More widgets, fewer widget makers: the long decline of manufacturing jobs in Canada

What auto manufacturing in Canada looked like in 1961 when it took 30 workers to produce $1 million of output. Today it takes eight. (Library Archives Canada)

At 2 pm on Dec. 18 the last truck rolled off the line at the General Motors assembly plant in Oshawa. The closure means the loss of 2,300 jobs. A clutch of 300 workers will stay on at the plant stamping panels and doors, and the site is being converted for testing autonomous vehicles.

The demise of the assembly plant caps a long, dark decade for manufacturing in Canada. Will the 2020s be better?

Well, if the trend holds the coming year will see the industry finally recover to its pre-Great Recession high of 15 years ago. But that’s only when measured by GDP. In terms of manufacturing jobs it would be nice just to see employment recover to the level it was at before the recession in 1974.

The reality is output from factories and the number of workers in those factories have been moving in different directions for decades. That’s because technology has enabled manufacturers to do much more with fewer people.

The chart below puts that in focus. In 1961, it took 30 workers to produce $1 million of manufacturing output in Canada. Today, that same level of factory activity can be achieved with just eight workers.

The inspiration for the chart came from this 2016 Brookings piece explaining why Donald Trump’s promise to bring factories back to U.S. shores wouldn’t result in a resurgence of factory jobs, which it hasn’t.

But as the above chart shows, something is obviously missing from this post-recession period that’s exacerbated the jobs-output disconnect. Even if the long run trend in manufacturing jobs has been more or less flat for 50 years, there were still job gains during periods when output was expanding and new highs were reached. Not this time.

From 2004, when manufacturing employment peaked, to 2009 when the 2008/09 recession ended and the recovery began, factories shed 610,000 jobs, Statcan’s monthly employment data show. Since then not a single net new manufacturing job has been created for Canada as a whole. Quite the opposite — in November there were 41,000 fewer manufacturing jobs than in November 2009.

One critical ingredient has been missing over this time: private investment in things like machinery and equipment, and intellectual property products. Here’s the same chart, only now with private investment in manufacturing overlaid.

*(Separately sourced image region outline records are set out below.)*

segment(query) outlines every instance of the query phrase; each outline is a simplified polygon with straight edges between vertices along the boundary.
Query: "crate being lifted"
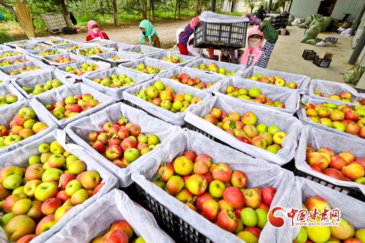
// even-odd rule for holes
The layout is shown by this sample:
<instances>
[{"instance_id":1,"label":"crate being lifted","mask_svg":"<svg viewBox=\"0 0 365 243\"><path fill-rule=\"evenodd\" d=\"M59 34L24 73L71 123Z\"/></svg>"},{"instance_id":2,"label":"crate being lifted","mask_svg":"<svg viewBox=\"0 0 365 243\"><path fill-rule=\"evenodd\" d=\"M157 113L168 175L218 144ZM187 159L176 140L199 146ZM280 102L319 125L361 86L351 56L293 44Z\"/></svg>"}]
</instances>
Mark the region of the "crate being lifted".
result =
<instances>
[{"instance_id":1,"label":"crate being lifted","mask_svg":"<svg viewBox=\"0 0 365 243\"><path fill-rule=\"evenodd\" d=\"M51 33L60 33L64 28L67 27L65 16L62 13L48 13L41 16L47 26L47 30Z\"/></svg>"},{"instance_id":2,"label":"crate being lifted","mask_svg":"<svg viewBox=\"0 0 365 243\"><path fill-rule=\"evenodd\" d=\"M249 19L204 11L194 30L194 46L216 49L245 47Z\"/></svg>"}]
</instances>

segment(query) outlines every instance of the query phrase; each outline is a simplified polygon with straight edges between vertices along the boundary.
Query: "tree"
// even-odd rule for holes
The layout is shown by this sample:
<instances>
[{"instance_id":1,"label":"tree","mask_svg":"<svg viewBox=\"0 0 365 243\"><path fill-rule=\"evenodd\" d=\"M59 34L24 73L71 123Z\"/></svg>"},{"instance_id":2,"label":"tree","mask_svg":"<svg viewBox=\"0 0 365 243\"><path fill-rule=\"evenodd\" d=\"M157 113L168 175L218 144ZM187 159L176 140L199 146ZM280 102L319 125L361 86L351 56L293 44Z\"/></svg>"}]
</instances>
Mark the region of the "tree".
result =
<instances>
[{"instance_id":1,"label":"tree","mask_svg":"<svg viewBox=\"0 0 365 243\"><path fill-rule=\"evenodd\" d=\"M13 2L13 6L8 4L4 0L0 0L0 4L13 12L29 40L36 37L36 27L27 4L27 0L16 0Z\"/></svg>"},{"instance_id":2,"label":"tree","mask_svg":"<svg viewBox=\"0 0 365 243\"><path fill-rule=\"evenodd\" d=\"M119 16L118 16L118 10L117 10L117 3L115 0L113 0L113 16L114 16L114 26L119 26Z\"/></svg>"},{"instance_id":3,"label":"tree","mask_svg":"<svg viewBox=\"0 0 365 243\"><path fill-rule=\"evenodd\" d=\"M255 8L255 5L256 5L256 3L257 2L257 0L247 0L247 4L251 9L251 13L252 13L252 11L254 10L254 8Z\"/></svg>"},{"instance_id":4,"label":"tree","mask_svg":"<svg viewBox=\"0 0 365 243\"><path fill-rule=\"evenodd\" d=\"M140 12L142 14L144 19L147 19L147 0L133 0L138 8Z\"/></svg>"}]
</instances>

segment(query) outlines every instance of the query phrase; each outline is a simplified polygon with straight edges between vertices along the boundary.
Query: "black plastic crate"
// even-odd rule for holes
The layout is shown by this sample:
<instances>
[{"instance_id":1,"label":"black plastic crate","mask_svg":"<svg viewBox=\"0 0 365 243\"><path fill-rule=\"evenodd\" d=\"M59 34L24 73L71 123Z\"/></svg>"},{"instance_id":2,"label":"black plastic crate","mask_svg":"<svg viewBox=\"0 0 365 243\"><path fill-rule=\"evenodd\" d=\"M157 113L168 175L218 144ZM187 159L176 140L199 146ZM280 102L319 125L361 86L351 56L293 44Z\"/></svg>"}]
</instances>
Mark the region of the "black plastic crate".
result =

Whereas private investment once led the sector higher, over the past two decades stagnant or falling levels of investment have acted as an anchor weighing it down. As much as technology has allowed manufacturers to get by with fewer workers, underinvestment in capital, machinery and equipment is taking its toll in the form of lower productivity and that’s  restraining the ability of manufacturers to expand production capacity. And so you end up with anemic growth in output and no new jobs.

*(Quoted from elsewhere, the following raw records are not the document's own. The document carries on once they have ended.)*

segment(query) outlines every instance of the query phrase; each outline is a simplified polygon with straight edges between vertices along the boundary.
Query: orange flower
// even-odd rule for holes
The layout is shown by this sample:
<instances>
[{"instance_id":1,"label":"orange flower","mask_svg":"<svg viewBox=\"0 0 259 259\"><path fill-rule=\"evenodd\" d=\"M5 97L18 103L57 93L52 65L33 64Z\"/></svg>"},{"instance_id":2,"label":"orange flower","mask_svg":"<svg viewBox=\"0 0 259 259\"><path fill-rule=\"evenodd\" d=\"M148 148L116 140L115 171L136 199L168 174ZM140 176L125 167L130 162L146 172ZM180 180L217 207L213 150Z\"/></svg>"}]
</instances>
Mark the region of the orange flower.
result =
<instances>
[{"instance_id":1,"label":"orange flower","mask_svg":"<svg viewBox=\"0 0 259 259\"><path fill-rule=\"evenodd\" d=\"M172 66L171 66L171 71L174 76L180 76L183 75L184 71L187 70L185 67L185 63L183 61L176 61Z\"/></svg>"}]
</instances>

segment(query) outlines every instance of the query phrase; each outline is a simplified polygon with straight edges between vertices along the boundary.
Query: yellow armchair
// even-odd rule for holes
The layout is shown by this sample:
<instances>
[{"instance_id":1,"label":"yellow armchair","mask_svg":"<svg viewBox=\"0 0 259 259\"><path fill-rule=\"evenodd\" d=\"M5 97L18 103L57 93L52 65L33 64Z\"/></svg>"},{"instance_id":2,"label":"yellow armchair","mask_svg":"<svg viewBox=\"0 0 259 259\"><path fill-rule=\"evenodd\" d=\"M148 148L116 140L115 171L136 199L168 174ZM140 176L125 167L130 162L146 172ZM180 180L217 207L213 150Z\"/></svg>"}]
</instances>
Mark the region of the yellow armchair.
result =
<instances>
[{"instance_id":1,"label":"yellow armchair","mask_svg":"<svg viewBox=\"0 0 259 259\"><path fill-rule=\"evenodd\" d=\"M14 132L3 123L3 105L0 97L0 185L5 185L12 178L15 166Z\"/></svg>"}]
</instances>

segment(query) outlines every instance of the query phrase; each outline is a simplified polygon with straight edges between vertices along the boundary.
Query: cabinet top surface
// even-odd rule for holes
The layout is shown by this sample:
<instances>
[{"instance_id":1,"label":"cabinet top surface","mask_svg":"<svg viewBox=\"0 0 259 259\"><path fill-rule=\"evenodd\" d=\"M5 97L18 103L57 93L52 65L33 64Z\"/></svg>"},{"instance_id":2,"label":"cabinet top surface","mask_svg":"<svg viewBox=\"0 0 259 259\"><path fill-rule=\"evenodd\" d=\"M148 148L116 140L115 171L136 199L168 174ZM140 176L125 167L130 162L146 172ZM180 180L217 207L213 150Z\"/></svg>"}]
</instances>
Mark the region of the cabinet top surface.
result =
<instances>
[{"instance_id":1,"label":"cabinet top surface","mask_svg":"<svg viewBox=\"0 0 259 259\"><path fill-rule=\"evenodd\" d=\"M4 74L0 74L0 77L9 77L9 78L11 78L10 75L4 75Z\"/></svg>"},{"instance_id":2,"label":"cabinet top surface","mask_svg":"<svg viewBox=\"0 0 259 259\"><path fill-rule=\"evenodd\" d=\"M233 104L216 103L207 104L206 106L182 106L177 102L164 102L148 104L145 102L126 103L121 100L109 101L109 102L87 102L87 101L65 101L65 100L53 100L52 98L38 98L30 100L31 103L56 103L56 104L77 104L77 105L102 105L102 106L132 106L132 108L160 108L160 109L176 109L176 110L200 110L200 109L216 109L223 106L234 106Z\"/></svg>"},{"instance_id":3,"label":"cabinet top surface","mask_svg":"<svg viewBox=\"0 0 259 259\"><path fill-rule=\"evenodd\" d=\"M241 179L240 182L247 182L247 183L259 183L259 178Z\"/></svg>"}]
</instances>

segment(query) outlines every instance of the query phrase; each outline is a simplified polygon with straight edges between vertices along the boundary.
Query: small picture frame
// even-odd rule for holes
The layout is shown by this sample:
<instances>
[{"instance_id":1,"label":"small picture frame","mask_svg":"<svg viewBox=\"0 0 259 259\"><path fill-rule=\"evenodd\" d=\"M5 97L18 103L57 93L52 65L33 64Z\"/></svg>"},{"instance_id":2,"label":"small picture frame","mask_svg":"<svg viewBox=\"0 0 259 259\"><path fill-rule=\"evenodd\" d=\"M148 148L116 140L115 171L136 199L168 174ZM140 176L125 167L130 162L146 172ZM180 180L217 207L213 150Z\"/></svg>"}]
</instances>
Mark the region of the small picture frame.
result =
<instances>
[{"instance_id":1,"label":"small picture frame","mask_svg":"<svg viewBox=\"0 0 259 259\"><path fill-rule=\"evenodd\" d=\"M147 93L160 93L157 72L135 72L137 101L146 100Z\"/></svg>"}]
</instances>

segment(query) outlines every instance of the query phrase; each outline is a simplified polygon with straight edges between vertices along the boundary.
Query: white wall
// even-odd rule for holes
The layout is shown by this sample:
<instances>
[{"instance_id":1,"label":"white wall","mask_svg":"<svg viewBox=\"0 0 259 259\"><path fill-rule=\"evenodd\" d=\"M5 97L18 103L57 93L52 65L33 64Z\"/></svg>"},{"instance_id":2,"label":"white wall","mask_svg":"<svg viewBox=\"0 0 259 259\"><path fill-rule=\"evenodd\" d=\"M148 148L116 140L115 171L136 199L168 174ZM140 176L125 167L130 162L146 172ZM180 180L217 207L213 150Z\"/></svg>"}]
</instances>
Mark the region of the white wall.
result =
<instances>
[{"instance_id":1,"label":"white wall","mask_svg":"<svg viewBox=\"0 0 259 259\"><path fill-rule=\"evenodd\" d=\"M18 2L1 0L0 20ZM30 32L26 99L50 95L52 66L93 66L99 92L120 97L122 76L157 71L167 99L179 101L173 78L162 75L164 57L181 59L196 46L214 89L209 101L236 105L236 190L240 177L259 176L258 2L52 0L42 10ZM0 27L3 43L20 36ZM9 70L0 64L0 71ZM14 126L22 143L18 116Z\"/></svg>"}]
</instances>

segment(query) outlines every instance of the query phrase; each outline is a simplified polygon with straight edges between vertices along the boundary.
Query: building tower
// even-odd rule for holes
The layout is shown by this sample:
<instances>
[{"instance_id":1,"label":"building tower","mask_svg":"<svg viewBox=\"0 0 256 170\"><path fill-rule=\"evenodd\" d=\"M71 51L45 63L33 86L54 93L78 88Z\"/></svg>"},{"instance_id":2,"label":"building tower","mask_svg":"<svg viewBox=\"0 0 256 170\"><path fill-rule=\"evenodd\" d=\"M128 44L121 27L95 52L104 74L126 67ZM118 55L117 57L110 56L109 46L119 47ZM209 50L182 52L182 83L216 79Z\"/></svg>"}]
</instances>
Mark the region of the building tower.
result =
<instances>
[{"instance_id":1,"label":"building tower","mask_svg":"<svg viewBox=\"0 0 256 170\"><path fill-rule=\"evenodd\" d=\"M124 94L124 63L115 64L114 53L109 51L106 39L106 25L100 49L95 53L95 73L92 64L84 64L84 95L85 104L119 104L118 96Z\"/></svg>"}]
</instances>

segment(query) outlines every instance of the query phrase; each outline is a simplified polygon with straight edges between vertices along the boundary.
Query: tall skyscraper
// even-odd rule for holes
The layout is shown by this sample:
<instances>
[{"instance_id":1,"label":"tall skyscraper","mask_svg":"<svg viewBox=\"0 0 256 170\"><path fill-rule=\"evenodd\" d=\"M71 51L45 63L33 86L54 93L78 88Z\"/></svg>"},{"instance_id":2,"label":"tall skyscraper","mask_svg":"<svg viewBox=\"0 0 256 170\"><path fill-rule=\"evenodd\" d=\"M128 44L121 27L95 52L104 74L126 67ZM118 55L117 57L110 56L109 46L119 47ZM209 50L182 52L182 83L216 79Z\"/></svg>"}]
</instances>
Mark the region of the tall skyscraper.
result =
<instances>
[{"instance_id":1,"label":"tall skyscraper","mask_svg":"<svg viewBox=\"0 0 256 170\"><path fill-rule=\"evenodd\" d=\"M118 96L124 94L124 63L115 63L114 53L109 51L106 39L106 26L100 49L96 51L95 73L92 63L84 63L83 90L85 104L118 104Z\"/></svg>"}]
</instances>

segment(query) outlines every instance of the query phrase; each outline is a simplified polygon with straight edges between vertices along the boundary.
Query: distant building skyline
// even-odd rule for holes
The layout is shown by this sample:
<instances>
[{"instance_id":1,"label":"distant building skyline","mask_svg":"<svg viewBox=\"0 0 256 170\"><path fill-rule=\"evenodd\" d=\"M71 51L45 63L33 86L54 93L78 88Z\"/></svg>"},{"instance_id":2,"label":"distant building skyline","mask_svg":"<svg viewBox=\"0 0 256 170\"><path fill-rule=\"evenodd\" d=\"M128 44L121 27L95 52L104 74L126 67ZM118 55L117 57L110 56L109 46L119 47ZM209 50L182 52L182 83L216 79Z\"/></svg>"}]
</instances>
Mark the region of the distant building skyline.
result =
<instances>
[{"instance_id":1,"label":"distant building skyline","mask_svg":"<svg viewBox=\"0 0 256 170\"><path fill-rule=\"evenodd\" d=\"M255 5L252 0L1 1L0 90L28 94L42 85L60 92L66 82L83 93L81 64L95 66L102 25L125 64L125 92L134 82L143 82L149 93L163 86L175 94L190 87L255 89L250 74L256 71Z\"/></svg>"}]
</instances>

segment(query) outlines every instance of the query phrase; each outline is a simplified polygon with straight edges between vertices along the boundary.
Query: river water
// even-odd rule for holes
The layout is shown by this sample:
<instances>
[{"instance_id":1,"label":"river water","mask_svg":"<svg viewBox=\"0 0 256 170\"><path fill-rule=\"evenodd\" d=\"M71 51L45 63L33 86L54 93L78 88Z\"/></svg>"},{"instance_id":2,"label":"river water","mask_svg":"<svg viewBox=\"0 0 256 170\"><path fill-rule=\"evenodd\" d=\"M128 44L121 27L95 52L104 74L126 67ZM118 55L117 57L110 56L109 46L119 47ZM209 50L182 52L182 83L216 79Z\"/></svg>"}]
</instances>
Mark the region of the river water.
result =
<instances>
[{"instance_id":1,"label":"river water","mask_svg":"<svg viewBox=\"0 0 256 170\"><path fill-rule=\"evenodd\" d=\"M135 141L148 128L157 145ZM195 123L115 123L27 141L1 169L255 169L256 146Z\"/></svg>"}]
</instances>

Can these trends be reversed? There have been signs of a pick-up in business investment. In the third quarter capital spending rose at the fastest quarter-over-quarter pace since 2017, but it’s unclear how long that will be maintained. And while it’s true that low-cost competition from other countries means a huge number of those manufacturing jobs lost since the early 2000s are never coming back, without significant investment Canada’s manufacturing output is almost certain to remain feeble and job growth nonexistent in the decade to come.